Blijkens de Memorie van Toelichting bij artikel 8:15 van de Awb is de ratio van het instituut van wraking gelegen in het waken tegen inbreuken op de rechterlijke onpartijdigheid en tegen de schijn van de rechterlijke partijdigheid.
3.3
Bij de beoordeling van een beroep op het ontbreken van onpartijdigheid van de rechter dient uitgangspunt te zijn dat een rechter uit hoofde van zijn aanstelling moet worden vermoed onpartijdig te zijn, tenzij zich de uitzonderlijke omstandigheid voordoet die een zwaarwegende aanwijzing vormt voor het oordeel dat een rechter jegens een rechtzoekende dienaangaande bestaande vrees objectief gerechtvaardigd is.
3.4
De wrakingskamer stelt voorop dat een wrakingsgrond gelegen dient te zijn in feiten of omstandigheden die betrekking hebben op de (persoon van de) rechter die de zaak behandelt; het wrakingsverzoek dient het betrokken lid (of de betrokken leden) van het rechterlijk college te betreffen, niet het rechterlijk college als zodanig.
3.5
De klacht van verzoekster richt zich enerzijds tegen de beslissing van de behandelend rechter om een stuk op grond van artikel 8:58 van de Awb toe te laten.

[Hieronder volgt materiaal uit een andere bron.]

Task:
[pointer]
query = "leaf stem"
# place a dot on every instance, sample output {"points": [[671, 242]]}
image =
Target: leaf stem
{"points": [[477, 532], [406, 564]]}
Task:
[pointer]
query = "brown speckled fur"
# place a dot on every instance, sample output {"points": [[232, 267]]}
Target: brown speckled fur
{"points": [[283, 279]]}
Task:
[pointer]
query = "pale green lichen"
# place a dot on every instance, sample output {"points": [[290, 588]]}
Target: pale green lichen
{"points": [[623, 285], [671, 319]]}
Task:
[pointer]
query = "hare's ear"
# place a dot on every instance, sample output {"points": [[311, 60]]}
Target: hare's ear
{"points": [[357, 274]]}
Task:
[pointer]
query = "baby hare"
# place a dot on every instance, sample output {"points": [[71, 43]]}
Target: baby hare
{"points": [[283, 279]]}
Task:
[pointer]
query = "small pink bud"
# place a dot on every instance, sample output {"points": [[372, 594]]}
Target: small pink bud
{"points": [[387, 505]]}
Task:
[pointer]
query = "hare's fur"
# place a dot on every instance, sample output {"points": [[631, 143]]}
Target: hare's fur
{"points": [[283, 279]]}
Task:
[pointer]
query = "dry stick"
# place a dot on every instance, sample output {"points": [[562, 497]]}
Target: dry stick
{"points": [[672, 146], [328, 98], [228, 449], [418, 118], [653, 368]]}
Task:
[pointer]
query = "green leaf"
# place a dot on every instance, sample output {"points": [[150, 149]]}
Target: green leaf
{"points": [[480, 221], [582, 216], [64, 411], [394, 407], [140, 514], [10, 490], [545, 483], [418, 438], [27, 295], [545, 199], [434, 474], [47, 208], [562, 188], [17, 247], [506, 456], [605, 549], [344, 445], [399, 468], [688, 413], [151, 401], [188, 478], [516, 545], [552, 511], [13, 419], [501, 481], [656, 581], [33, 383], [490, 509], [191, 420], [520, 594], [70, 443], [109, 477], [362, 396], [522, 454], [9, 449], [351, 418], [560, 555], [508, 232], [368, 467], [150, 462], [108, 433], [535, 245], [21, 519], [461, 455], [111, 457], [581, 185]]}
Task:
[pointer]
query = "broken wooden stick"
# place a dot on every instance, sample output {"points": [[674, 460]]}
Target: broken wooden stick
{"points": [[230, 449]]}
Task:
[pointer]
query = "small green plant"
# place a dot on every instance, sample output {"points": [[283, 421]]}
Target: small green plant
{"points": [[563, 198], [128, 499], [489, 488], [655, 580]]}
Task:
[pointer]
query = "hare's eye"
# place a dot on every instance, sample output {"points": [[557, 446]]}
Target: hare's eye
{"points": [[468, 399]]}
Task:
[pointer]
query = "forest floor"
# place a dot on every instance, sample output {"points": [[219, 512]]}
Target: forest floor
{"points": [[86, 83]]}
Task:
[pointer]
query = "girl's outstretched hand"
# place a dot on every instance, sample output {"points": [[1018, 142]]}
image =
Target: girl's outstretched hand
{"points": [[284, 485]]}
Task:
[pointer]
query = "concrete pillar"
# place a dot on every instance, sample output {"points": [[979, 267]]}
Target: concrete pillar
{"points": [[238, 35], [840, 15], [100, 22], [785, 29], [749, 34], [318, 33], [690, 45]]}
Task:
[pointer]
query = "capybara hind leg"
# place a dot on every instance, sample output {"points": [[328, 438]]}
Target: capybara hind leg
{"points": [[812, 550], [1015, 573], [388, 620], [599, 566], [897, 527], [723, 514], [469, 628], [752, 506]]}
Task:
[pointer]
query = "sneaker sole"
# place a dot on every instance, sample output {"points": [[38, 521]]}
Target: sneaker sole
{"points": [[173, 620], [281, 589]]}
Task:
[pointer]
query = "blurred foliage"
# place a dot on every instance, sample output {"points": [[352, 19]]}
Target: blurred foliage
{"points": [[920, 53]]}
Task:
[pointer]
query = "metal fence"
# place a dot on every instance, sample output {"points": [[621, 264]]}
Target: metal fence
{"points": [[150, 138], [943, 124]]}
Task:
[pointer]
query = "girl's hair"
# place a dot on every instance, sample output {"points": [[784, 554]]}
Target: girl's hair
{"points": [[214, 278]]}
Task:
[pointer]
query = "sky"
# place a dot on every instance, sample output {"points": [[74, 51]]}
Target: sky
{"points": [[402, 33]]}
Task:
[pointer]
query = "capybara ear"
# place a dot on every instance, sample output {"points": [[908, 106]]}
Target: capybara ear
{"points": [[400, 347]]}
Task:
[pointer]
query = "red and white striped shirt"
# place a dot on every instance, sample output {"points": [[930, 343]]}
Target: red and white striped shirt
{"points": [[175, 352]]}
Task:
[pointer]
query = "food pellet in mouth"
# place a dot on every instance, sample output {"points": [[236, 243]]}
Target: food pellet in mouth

De juistheid van de beslissing kan op zichzelf niet door middel van een wrakingsverzoek aan de orde worden gesteld omdat het een inhoudelijke beslissing is. Dat kan alleen door een rechtsmiddel (zoals verzet of hoger beroep) tegen de beslissing aan te wenden. Concrete feiten en omstandigheden waaruit volgt dat de rechter bij het geven van deze beslissing vooringenomen was tegen verzoekster of objectief gerechtvaardigde vrees daarvoor bestond, heeft verzoekster niet aangevoerd. Ook de in het kader van het verweer ingediende schriftelijke stukken zien op de inhoudelijke beslissing. Uit het enkele feit dat de rechter niet heeft beslist overeenkomstig het standpunt van verzoekster, kan de rechtbank niet afleiden dat de rechter vooringenomen was of de objectief gerechtvaardigde vrees daarvoor bestond. Dat verzoekster van dat stuk (nog) geen afschrift heeft gehad leidt evenmin tot de gerechtvaardigde vrees voor vooringenomenheid. Hierbij neemt de wrakingskamer in aanmerking dat het stuk weliswaar ter zitting is toegelaten maar nog niet daadwerkelijk bij de gedingstukken is gevoegd, nu tijdens de behandeling verzoekster de rechter gewraakt heeft. Het stuk bevindt zich dan ook nog niet in het dossier. De wrakingskamer gaat er van uit dat dit stuk alsnog bij de gedingstukken wordt gevoegd bij de voortzetting van de behandeling en verzoekster hiervan een afschrift zal ontvangen.
3.6
De tweede wrakingsgrond van verzoekster betreft de manier waarop zij door de rechter is bejegend. Voor dergelijke klachten is de wrakingsprocedure niet bedoeld. Verzoekster kan daarover desgewenst een klacht indienen. Dat de rechter verzoekster vraagt zich tot haar te richten en niet tot vertegenwoordigster van verweerster, het zakelijk te houden en geen scheldwoorden te gebruiken, daarbij kennelijk doelend op de gebruikte term ‘leugenaar’, behoort tot het handhaven van de procesorde ter zitting. Dat de rechter eerder heeft toegelaten, zoals blijkt uit het proces-verbaal, dat de gemachtigde van verweerder zegt het verhaal van verzoekster ‘heel onaannemelijk’ te vinden en dat verzoekster ‘meer dingen schrijft die niet kloppen’, doet daar niet aan af. Partijen moeten immers hun standpunten naar voren kunnen brengen, maar de rechter moet ergens een grens stellen ten aanzien van de bejegening ter zitting, teneinde de orde te handhaven. Concrete feiten en omstandigheden waaruit volgt dat in deze bejegening partijdigheid van de rechter tegen verzoekster - of objectief gerechtvaardigde vrees daarvoor - besloten ligt, heeft verzoekster verder niet aangevoerd. Uit het voorgaande volgt dat het verzoek moet worden afgewezen.

4.De beslissing

De rechtbank
wijst het verzoek tot wraking af.
Deze beschikking is gegeven door de mrs. M.C.G.J. van Well, voorzitter en T.P.E.E. van Groeningen en G. Noordraven, rechters in tegenwoordigheid van de griffier
mr. S. Westerdijk en in openbaar uitgesproken op 20 december 2013.
de griffier de voorzitter
De griffier is verhinderd deze beschikking te ondertekenen.
Tegen deze beslissing staat geen rechtsmiddel open.